Of course, there are a few scenarios besides untimely death that could have damaged Kennedy’s legacy. If his serial philandering had been brought to light, there is little doubt that public opinion would have turned against him. But the media in the 1960s was not inclined to report such matters, and even if a political opponent uncovered enough dirt to make charges, it was no sure thing that such an attack would have gained traction. Perhaps even more serious, of course, is the question of JFK’s health. Despite the president’s projecting an image of youth and vigor, his body was a wreck. Any one of his laundry list of physical ailments could have landed him in a wheelchair, or rendered him incapable of governing in his familiar, strong style.
Yet, if those dangerous waters could have been navigated—as he had navigated them, very successfully, so far—there is little doubt that Kennedy would have been elected to a second term in 1964. After all, his much-less-charismatic successor, Lyndon Johnson, beat Republican Barry Goldwater in a historic landslide during that election, which also delivered solid Democratic majorities to both houses of Congress.
And how might JFK’s second term have proceeded? His proposed initiatives included tax cuts and increased federal support for education and medical coverage for the poor and elderly. These programs would almost certainly have been enacted. Would America’s mood of confidence and optimism have maintained itself, instead of dissolving into the chaotic polarization of the historical sixties?

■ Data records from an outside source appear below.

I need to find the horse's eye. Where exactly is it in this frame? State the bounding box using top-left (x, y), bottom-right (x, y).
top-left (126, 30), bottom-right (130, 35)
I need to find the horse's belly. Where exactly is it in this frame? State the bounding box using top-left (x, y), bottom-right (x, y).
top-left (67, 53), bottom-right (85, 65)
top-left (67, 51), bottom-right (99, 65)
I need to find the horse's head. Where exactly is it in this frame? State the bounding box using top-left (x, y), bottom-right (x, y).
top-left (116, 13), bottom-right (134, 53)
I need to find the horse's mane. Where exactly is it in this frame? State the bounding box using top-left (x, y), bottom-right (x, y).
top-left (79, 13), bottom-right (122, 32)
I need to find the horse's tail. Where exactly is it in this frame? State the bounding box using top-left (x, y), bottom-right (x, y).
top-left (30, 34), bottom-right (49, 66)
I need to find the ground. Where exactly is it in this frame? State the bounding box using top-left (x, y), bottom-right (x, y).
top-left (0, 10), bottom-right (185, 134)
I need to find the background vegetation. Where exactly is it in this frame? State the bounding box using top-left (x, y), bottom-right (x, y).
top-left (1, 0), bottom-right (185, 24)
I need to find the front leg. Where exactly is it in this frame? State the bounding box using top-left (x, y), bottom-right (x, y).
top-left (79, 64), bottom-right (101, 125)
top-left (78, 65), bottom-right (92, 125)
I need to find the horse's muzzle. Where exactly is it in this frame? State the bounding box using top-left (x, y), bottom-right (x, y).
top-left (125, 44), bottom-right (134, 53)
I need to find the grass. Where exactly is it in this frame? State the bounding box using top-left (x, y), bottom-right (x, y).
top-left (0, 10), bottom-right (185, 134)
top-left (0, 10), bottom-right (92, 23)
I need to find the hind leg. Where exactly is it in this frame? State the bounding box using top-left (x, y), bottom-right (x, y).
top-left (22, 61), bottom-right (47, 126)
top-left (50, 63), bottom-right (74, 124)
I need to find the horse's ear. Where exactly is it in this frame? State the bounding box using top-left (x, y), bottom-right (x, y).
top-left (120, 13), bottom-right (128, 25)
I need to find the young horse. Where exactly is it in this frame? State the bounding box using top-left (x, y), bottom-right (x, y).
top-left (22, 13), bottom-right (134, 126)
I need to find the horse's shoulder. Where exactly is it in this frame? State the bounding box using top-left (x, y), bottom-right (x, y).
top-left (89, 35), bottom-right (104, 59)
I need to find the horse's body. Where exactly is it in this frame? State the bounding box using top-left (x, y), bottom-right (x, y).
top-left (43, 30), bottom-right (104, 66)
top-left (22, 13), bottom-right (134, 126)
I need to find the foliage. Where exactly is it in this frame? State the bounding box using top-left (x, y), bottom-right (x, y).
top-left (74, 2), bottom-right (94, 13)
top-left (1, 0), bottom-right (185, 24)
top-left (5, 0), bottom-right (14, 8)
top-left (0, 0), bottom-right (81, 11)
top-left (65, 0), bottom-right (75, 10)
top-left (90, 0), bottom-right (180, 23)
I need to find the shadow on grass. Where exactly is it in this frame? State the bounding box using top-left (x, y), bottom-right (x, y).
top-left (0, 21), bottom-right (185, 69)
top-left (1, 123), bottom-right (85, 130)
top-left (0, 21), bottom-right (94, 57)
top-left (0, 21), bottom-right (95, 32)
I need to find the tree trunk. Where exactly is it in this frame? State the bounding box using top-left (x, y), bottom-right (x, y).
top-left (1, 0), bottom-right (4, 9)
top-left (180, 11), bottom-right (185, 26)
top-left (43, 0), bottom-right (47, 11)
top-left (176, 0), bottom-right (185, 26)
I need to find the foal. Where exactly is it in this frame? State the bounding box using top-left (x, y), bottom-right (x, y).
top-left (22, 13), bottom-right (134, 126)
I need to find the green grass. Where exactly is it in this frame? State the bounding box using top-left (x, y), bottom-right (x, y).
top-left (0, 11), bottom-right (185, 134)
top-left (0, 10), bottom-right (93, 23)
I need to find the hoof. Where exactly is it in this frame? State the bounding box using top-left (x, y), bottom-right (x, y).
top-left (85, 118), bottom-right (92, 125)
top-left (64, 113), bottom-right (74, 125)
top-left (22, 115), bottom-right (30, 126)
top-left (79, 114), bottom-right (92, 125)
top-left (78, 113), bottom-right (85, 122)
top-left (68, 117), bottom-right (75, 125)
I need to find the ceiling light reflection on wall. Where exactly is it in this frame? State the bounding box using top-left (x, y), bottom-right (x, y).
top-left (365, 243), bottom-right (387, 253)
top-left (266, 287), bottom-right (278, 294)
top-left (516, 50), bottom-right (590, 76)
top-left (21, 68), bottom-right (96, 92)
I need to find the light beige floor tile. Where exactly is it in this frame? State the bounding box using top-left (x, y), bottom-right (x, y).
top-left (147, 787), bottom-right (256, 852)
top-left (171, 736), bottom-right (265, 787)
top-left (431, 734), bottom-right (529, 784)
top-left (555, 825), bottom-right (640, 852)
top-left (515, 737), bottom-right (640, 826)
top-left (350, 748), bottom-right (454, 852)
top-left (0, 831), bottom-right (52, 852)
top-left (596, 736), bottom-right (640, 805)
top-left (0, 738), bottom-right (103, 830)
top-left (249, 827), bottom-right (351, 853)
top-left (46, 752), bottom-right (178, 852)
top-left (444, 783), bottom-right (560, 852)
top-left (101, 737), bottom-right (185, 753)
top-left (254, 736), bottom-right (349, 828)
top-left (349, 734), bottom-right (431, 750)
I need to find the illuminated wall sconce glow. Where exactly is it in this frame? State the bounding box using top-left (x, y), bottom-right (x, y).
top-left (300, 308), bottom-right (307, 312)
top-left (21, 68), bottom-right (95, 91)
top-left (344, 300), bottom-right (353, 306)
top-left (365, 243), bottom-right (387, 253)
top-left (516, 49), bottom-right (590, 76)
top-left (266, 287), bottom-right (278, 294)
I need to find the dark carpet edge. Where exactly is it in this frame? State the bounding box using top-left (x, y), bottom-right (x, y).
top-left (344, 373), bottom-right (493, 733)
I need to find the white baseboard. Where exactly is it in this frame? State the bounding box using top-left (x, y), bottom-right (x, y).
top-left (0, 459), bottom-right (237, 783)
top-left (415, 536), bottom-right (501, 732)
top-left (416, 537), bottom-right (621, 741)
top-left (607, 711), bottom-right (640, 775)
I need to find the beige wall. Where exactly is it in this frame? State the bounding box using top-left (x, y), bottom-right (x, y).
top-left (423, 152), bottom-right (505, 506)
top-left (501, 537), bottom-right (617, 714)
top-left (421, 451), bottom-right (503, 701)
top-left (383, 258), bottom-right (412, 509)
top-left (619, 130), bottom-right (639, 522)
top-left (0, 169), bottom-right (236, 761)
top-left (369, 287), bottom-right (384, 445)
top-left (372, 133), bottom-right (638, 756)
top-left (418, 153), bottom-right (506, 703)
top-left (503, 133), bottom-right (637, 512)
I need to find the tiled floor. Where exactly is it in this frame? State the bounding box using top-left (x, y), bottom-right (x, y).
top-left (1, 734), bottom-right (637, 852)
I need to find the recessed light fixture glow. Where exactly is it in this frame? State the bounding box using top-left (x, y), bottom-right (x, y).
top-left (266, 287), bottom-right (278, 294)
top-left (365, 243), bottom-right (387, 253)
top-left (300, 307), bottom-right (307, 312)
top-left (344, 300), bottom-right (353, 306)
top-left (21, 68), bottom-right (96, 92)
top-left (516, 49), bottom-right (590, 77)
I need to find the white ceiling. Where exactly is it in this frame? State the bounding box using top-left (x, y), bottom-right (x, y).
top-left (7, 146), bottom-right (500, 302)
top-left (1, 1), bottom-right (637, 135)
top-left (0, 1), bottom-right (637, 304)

Of course the two biggest questions need to be asked: What would JFK have done about the American involvement in Vietnam, and how would he have dealt with the fractious and increasingly violent civil rights movement?
Jack Kennedy did, in fact, send the first American troops to Vietnam—special forces soldiers with a mission to train the South Vietnamese Army. Would he, like Johnson, have responded to the Communist insurgency by committing massive numbers of American soldiers and marines? Quite possibly, he would have. There is evidence from his handling of the Cuban Missile Crisis that JFK had the moral fiber to stand up to a whole array of advisers who were encouraging him to take military action. Perhaps, emboldened by the security provided a president by a second term, he might have refused to commence the American buildup that began in 1965.
It is even more challenging to consider JFK’s role in the civil rights movement. It was not an issue that was as near and dear to his heart as it was to LBJ’s, and, as a Northerner, Kennedy would have had a harder time rallying the support of those Southern Democrats who begrudgingly lent their support to the Texan. Yet Kennedy was also a man with a sense of justice, and it may well have turned out that he would have decided to come down on the right side of history.
Sadly, even tragically, we never had the chance to find out.